Autograph correspondence (10 letters & 3 postcards) signed, 45 pages (partly both sides) on 26 sheets, in different sizes - from 3,75 x 5,5 inch (postcards) to 8,5 x 11 inch (largest letters), inter alia Hirschberg/Berlin, 1915-1934, in German, rich correspondence with Lieutenant General Friedrich Gontard (1861-1931), an old friend who worked together in the 1st Army Corps - in addition to the regular extensive exchange of information on the current family relationships of the two generals, there are numerous historically significant references to current military-political events, especially in the early letters, some of the documents written `from the field` from the time of the First World War, written and signed in dark ink, mostly with toning, the letters with letter folds, and some of them with small tears to the edges - overall in fine to very fine condition.

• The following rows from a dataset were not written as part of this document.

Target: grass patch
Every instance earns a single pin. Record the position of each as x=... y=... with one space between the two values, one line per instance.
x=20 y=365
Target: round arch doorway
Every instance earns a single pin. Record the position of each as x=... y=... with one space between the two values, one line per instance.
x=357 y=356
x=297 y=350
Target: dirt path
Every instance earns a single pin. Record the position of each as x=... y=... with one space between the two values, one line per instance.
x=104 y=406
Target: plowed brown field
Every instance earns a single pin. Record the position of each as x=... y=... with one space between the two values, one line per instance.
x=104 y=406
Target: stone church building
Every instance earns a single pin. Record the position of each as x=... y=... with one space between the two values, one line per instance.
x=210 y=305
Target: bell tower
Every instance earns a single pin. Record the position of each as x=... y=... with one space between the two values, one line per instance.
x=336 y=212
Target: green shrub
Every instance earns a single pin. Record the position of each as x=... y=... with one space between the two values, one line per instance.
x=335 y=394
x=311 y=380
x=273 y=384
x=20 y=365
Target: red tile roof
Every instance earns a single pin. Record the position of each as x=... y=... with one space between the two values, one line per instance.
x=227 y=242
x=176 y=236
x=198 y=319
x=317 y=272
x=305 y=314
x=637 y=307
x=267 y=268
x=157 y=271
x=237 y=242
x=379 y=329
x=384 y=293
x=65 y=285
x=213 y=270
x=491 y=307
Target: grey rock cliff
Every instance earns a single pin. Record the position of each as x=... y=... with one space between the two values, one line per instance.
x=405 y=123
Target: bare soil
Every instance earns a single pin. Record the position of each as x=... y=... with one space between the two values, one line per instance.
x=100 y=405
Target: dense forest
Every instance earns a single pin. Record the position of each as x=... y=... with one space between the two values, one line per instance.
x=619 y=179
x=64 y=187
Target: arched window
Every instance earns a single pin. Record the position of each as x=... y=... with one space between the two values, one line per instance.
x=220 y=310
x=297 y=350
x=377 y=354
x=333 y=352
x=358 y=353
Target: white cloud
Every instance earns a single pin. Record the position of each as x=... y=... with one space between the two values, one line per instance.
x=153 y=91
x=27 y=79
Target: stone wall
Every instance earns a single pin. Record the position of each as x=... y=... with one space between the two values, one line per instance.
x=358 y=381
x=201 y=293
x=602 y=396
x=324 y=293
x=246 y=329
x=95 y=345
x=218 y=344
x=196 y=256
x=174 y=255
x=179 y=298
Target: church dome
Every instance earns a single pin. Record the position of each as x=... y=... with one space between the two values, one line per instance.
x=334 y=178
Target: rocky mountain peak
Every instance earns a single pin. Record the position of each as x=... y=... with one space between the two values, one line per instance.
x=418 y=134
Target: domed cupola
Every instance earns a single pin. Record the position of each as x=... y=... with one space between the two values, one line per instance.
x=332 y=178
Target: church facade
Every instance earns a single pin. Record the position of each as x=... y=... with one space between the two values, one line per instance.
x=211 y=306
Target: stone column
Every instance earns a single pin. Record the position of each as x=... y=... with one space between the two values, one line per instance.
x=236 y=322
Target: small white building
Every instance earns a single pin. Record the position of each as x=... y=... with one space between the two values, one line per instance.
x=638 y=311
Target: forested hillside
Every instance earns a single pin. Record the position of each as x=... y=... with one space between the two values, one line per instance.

The first document, a field postcard from the High Command of the 1st Army, dated January 4, 1915, dates from the time when Kluck was still in command of the 1st Army. The following March he was so badly wounded that he had to permanently surrender his command the following year. In Kluck's letter of June 1916, however, he also writes that his lungs, which had been injured by a bullet, have now completely healed. He also comments on the trench warfare on the Aisne, the Battle of Soissons and the terrain around Verdun, which he is well aware of - the Battle of Verdun lasted from February to December 1916 and was one of the most important of the First World War. A very optimistic letter from May 1918 underscores Gontard's successes with the XIV Army Corps and the serious losses of material among the British. Certainly the most interesting letter in the bundle comes from January 1919, in which Kluck - under the direct impression of the peace agreement reached two months earlier - takes a detailed position on the military situation in the final phase of the war and criticizes the `fundamentally wrong strategy of the Supreme Army Command` (translated) and accordingly speaks out about Hindenburg and Ludendorff. The later letters testify above all to the state of health and the family circumstances of the aging military.